For the ancient Egyptians, Greeks and Romans, it was clear what the civilized world was: that was where they lived. That civilization also stopped somewhere. People who spoke an unintelligible language lived there, worshiped the wrong gods and wore weird clothes.

In his book The distant corners of the world views the British historian Owen Rees – teacher at the University of Birmingham and manager of the website Bad Ancientwhere nonsense about antiquity is exposed – what happened in the areas where the ‘civilization’ clashed with the rest of the world. It turns out that boundaries were porous and that using, objects and people (mostly women) migrated plenty of migrating from one area to the other.

Rees structured his book around a number of these types of border areas, including the big cataract in the Nile, where the empire of the pharaohs that hit the Nubians; The city of Olbia in Ukraine, where Greek settlers lived alongside scytic riders; And the Wall of Hadrian in Scotland, with which the Romans wanted to keep the pics out of their empire.

Interesting things happened in these places, Rees notes.
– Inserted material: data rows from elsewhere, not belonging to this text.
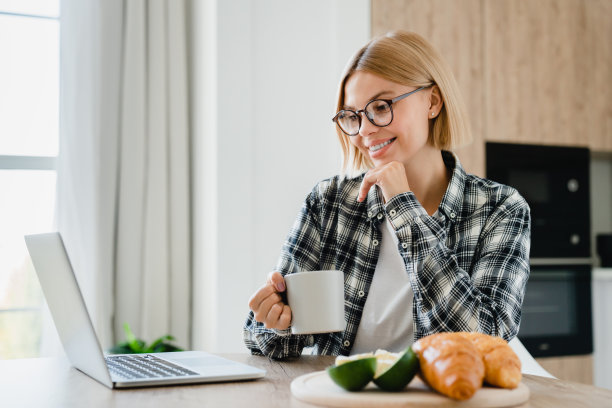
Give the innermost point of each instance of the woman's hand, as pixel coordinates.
(268, 306)
(391, 178)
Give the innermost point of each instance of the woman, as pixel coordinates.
(424, 247)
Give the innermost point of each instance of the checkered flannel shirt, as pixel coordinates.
(468, 267)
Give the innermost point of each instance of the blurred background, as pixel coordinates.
(172, 143)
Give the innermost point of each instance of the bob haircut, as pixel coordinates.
(407, 58)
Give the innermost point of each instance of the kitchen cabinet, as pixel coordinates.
(530, 71)
(459, 43)
(547, 72)
(602, 329)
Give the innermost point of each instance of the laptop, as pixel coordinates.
(83, 349)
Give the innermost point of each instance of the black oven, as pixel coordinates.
(555, 182)
(556, 316)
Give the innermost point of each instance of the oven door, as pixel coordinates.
(555, 182)
(556, 316)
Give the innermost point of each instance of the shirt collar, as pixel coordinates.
(452, 202)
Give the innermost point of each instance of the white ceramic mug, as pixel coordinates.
(316, 299)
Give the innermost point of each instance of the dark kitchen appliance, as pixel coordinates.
(555, 182)
(604, 249)
(556, 316)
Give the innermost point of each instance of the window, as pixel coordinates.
(29, 128)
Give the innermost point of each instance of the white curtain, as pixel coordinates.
(124, 164)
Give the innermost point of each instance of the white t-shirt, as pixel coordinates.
(386, 322)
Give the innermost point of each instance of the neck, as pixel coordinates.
(428, 178)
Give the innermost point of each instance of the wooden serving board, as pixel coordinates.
(317, 388)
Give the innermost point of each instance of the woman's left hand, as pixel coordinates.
(391, 178)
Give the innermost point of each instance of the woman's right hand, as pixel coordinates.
(268, 306)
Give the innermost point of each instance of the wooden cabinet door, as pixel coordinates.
(455, 28)
(530, 71)
(548, 72)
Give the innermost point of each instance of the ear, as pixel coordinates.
(435, 102)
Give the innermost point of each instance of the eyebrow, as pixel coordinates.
(378, 95)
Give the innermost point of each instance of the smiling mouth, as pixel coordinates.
(380, 146)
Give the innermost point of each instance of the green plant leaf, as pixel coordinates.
(153, 346)
(136, 345)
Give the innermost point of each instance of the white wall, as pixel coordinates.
(266, 75)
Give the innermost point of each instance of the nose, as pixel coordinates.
(366, 127)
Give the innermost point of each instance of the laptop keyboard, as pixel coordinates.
(137, 366)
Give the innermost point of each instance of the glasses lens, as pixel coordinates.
(379, 112)
(348, 122)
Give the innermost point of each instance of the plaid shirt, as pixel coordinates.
(468, 267)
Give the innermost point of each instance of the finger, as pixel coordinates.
(368, 181)
(271, 320)
(277, 280)
(259, 296)
(284, 321)
(262, 311)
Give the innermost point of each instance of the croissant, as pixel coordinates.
(450, 364)
(502, 365)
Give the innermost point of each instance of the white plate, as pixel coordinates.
(318, 388)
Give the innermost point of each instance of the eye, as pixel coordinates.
(347, 117)
(378, 107)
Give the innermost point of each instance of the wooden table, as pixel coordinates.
(52, 382)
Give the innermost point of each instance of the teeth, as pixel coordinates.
(380, 146)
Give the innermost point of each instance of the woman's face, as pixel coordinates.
(407, 134)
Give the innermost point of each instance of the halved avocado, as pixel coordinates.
(355, 373)
(395, 371)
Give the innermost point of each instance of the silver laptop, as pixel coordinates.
(79, 339)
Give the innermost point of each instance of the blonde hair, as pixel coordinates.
(407, 58)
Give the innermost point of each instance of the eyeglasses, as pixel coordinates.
(378, 112)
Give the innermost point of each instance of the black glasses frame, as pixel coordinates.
(389, 102)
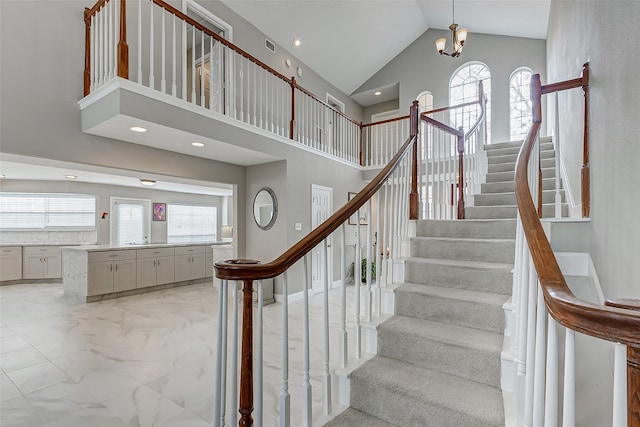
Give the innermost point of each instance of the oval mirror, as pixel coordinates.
(265, 208)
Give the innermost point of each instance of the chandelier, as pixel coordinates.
(458, 37)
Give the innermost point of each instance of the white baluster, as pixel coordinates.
(551, 389)
(539, 370)
(326, 375)
(233, 398)
(151, 48)
(368, 301)
(140, 42)
(306, 385)
(556, 141)
(258, 380)
(218, 387)
(223, 328)
(620, 386)
(569, 398)
(285, 412)
(343, 301)
(378, 256)
(356, 282)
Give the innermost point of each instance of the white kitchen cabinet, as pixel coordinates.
(42, 262)
(11, 263)
(111, 271)
(155, 267)
(189, 263)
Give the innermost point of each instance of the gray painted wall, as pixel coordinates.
(589, 31)
(419, 67)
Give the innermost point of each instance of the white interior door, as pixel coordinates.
(321, 208)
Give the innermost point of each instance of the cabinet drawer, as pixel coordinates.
(13, 250)
(111, 255)
(153, 253)
(190, 250)
(42, 250)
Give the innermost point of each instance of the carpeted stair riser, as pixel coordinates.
(511, 158)
(502, 229)
(464, 352)
(352, 417)
(509, 199)
(485, 277)
(497, 212)
(511, 166)
(510, 187)
(438, 305)
(409, 396)
(510, 175)
(485, 250)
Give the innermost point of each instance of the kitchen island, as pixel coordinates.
(98, 272)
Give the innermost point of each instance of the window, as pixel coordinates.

Because they were so far from the cultural center of a civilization and there was therefore less ‘critical cultural supervision’, here melt crawls from which everything bubbled up.

In the city of Meggido (the Biblical Armageddon) in Israel, for example, unique religious expressions took place while Judaism had long gained foothold there. And in Aksum in Ethiopia, Greek was written and a unique form of Christianity was created – founded by the son of the famous Queen of Sheba, who would have taken the Ark of the Jerusalem covenant.
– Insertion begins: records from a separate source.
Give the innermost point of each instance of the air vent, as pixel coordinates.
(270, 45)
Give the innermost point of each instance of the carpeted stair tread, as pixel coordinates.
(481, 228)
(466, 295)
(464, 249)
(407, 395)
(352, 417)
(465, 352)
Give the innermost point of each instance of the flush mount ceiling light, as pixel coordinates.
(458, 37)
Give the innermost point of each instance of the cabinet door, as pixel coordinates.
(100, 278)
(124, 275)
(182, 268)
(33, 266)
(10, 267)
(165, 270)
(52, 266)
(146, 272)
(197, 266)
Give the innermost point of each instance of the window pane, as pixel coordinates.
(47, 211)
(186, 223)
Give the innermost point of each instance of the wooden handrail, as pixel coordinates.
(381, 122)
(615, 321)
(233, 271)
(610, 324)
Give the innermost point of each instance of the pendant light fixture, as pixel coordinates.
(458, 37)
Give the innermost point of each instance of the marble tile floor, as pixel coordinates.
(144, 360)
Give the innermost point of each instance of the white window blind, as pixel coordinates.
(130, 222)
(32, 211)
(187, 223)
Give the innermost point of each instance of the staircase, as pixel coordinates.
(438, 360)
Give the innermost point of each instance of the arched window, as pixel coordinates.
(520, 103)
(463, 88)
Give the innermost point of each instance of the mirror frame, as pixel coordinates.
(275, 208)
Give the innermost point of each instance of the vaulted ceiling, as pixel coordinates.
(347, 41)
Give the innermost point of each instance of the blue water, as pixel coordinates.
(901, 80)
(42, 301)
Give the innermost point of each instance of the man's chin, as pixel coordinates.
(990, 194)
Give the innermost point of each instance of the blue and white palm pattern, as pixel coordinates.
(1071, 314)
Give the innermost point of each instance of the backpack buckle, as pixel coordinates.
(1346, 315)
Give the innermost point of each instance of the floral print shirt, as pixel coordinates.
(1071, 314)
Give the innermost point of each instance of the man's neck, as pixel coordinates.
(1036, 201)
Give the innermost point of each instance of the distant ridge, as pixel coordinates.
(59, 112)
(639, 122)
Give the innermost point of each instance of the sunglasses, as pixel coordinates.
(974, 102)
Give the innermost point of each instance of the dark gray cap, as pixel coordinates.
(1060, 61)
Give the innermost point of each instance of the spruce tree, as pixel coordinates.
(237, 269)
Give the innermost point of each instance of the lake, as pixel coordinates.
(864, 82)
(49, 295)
The intellectual and spiritual heart of Buddhism was in ancient times in Taxila (in present -day Pakistan). Under Greek influence, the human form of Buddha was created here, in the style as it is now known everywhere. Cultural influence was not a one -way traffic, Rees emphasizes. Buddha statues were found in the Greek-Roman Egypt and Greek and Latin sources contain references to Buddhist monks in some places.

“The dichotomy between civilized people and barbarians where our elitist [Griekse en Romeinse geschreven] Sources were so convinced is no longer acceptable to us, “Rees concludes at the end of his easily written book.

Ovidius thought very differently about that. The Roman poet was exiled to Tomis on the Black Sea and complained about it in letters. “He had never learned that outside the shielded center of a culture you cannot survive without multiculturalism,” Rees Rees explains the message of his book very much.